Supersonic Flutter of a Honeycomb Sandwich Panel with Cermet Constrained Layer under Moving Load Configuration

In this paper, the effects of supersonic flutter and moving load are studied simultaneously on a honeycomb sandwich beam with a cermet covered layer. The core layer ratio is considered as a regular nomex honeycomb which has the high stiffness to weight ratio. Also cermet layer which has a high thermal strength is considered as aluminum oxide in mild steel matrix, for optimized fractional ceramic concentration. The structural formulation is based on the classical Euler-Bernoulli beam theory and the quasi-steady first order supersonic piston theory is employed to describe the aerodynamic loading. Hamilton’s principle in conjunction with the generalized Fourier expansions and Galerkin method are used to develop the dynamical model of the structural systems in the state-space domain.

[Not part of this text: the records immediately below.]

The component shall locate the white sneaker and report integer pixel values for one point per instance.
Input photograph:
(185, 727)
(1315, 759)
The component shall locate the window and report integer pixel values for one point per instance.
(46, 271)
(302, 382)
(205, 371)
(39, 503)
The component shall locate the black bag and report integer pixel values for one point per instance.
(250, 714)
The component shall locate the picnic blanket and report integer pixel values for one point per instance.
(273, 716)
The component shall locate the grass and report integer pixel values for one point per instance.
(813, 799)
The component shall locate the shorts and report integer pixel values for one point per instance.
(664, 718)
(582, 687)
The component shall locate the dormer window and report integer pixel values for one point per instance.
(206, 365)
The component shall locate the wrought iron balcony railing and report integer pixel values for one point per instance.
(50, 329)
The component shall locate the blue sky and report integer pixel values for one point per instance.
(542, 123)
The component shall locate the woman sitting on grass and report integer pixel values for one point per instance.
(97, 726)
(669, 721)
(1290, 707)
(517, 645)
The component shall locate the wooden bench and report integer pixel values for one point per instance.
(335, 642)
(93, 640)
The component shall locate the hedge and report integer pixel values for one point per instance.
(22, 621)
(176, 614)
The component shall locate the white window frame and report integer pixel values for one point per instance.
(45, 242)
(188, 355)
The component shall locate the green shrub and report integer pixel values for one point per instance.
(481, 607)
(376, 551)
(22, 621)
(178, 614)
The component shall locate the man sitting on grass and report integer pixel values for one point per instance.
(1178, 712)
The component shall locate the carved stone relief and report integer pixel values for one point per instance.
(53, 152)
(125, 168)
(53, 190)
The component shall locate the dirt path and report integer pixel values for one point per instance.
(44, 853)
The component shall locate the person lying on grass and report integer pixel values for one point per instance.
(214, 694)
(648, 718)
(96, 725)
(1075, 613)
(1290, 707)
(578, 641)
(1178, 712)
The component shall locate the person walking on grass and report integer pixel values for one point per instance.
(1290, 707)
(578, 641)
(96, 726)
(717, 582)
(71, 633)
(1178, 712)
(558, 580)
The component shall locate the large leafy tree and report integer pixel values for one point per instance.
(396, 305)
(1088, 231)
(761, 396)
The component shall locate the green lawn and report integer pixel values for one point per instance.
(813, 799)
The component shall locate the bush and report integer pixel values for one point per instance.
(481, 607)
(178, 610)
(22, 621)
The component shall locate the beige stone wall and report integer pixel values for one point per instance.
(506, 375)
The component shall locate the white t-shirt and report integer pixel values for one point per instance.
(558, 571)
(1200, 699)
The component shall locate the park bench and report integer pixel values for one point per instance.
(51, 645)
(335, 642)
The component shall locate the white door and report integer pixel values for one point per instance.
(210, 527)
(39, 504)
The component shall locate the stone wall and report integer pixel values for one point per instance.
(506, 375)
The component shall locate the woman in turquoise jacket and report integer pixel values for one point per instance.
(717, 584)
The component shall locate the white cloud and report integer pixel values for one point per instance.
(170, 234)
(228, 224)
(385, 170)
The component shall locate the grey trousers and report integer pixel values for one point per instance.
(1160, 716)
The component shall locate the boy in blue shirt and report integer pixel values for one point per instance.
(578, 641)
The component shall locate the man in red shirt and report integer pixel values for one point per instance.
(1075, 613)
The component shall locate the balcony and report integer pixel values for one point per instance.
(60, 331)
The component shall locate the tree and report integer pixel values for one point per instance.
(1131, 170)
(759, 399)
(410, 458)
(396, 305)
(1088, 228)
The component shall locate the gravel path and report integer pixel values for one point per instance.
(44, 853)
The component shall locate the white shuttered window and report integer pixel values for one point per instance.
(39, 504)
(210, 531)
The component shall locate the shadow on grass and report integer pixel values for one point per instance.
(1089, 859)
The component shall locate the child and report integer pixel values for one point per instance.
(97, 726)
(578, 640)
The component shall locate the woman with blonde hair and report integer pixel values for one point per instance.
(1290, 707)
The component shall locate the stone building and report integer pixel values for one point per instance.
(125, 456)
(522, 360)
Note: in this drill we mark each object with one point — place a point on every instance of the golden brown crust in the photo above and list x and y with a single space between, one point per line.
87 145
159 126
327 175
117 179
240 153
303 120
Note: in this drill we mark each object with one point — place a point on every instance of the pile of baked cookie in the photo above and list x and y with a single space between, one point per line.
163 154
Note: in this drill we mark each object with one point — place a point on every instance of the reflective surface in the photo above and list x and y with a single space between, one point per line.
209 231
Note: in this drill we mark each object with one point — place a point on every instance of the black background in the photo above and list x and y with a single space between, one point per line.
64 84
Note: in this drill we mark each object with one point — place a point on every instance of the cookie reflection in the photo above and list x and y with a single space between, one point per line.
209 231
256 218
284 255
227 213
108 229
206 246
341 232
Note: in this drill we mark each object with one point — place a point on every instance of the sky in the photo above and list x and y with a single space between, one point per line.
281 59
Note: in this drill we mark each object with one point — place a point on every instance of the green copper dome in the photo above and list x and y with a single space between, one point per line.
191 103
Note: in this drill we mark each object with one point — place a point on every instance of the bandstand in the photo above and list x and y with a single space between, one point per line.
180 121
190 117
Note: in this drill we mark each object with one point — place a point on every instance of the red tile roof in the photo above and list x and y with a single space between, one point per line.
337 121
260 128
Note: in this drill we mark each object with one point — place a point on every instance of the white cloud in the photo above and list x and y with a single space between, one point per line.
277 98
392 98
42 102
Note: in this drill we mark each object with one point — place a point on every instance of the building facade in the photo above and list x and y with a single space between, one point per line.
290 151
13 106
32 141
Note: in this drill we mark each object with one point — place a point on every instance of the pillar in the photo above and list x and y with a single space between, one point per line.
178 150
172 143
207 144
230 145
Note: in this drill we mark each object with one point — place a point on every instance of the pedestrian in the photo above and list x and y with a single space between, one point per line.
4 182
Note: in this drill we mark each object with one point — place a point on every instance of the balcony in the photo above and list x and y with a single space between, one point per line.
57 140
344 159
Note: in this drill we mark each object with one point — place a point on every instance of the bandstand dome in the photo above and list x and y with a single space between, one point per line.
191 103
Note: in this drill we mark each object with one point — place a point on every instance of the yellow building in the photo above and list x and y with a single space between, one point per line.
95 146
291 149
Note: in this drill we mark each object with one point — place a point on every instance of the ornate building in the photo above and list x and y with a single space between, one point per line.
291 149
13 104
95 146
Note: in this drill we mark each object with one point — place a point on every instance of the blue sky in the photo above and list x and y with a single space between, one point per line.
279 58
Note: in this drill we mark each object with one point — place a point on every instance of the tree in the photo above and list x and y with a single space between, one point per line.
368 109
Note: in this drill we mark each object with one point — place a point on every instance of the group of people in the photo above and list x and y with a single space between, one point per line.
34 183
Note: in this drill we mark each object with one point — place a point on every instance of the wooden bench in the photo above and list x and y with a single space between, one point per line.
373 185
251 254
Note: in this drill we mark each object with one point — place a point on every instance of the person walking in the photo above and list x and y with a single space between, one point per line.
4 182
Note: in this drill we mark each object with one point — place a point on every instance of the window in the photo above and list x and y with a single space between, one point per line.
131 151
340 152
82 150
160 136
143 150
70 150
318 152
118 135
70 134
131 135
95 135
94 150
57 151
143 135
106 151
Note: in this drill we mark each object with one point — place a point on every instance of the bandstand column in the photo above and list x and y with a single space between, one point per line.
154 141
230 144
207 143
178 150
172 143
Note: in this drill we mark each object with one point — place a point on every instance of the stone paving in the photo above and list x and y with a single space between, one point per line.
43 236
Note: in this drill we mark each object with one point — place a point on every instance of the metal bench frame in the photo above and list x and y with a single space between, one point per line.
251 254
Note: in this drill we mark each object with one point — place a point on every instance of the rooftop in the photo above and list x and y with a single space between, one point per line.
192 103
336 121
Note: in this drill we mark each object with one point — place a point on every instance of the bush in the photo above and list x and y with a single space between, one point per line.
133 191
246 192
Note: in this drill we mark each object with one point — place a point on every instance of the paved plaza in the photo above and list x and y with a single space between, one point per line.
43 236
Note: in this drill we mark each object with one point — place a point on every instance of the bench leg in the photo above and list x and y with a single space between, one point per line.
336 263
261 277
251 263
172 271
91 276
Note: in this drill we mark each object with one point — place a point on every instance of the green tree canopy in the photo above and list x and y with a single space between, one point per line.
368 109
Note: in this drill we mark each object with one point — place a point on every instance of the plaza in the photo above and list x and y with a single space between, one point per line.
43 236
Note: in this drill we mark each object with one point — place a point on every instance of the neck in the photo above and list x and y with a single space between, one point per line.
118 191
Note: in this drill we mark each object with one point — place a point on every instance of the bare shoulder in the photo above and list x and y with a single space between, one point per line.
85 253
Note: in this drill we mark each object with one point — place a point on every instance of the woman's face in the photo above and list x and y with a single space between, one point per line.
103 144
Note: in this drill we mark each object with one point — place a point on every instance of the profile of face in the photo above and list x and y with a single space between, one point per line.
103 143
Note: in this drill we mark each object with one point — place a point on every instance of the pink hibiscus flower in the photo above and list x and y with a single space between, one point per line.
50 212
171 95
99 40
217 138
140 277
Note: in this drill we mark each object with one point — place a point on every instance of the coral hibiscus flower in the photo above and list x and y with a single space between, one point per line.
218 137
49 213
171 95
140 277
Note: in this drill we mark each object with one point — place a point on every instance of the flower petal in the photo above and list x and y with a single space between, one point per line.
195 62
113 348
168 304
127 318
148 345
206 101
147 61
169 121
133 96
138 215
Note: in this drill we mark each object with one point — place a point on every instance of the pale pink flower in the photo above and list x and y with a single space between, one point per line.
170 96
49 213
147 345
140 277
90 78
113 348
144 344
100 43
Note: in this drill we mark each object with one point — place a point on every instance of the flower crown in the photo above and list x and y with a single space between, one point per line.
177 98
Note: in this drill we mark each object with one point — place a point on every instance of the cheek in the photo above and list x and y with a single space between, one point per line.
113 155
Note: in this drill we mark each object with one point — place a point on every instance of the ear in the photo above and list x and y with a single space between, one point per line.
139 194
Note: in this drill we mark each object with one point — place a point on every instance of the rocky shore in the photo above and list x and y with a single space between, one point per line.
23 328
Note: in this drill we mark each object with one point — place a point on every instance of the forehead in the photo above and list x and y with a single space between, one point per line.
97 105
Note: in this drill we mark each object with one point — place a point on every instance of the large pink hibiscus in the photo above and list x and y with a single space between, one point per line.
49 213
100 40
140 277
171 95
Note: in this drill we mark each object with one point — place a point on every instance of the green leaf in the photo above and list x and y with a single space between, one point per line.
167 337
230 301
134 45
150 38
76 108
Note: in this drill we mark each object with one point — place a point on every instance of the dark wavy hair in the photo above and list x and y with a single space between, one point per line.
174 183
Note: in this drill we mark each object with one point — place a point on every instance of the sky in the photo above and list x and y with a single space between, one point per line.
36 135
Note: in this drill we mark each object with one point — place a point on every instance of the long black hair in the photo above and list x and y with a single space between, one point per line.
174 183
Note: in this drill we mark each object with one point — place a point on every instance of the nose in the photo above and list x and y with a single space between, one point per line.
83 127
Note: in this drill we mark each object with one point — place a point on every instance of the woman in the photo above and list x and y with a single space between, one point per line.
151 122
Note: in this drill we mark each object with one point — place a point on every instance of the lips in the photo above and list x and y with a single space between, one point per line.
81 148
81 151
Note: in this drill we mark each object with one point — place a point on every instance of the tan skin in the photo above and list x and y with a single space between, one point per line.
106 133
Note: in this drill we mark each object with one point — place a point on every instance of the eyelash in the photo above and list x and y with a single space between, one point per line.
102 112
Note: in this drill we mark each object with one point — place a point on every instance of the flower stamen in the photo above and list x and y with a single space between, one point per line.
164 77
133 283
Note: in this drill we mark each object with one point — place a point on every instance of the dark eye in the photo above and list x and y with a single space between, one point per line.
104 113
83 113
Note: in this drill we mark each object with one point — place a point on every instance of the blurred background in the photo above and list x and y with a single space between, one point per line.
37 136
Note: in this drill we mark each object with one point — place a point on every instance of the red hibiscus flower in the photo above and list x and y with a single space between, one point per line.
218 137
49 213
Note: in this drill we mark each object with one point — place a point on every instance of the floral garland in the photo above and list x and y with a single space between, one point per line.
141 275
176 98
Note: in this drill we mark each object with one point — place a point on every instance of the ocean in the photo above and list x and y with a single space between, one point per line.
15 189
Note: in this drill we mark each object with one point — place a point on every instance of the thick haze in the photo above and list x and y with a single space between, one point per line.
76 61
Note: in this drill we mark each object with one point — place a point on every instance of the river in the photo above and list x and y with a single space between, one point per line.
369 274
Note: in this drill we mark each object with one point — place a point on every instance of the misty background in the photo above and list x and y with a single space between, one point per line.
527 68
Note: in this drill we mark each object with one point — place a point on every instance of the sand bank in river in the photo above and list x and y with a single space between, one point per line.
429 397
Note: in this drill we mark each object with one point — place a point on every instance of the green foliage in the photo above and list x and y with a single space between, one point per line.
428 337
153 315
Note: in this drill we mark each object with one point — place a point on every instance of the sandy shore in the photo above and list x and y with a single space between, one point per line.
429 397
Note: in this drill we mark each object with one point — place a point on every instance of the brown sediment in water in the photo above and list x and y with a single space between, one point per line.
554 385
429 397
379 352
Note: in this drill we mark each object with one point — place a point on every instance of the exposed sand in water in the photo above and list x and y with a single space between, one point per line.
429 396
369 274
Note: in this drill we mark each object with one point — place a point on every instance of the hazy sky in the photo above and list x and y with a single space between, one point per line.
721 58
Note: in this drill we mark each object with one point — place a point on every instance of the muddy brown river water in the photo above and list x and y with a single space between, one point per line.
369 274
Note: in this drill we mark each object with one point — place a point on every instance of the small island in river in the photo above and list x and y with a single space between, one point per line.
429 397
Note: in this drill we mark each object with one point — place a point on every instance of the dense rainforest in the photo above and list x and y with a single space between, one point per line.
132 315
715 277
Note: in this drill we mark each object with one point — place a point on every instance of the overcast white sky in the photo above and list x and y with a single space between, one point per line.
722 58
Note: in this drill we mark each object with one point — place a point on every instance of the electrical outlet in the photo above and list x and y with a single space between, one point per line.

The critical dynamic pressures are obtained by p method for a honeycomb sandwich beam. Simulation results shows that using cermet layer as a constrained layer has an important role in postponding the flutter to higher dynamic pressures compared to the same sandwich layer with aluminum constrained layer. The thickness effect of cermet layer on flutter phenomena is also considered. Finally, in order to obtain efficeient operational results, the aeroelastic responses of honeycomb sandwich beam in supersonic regime under moving loads with different velocities are calculated.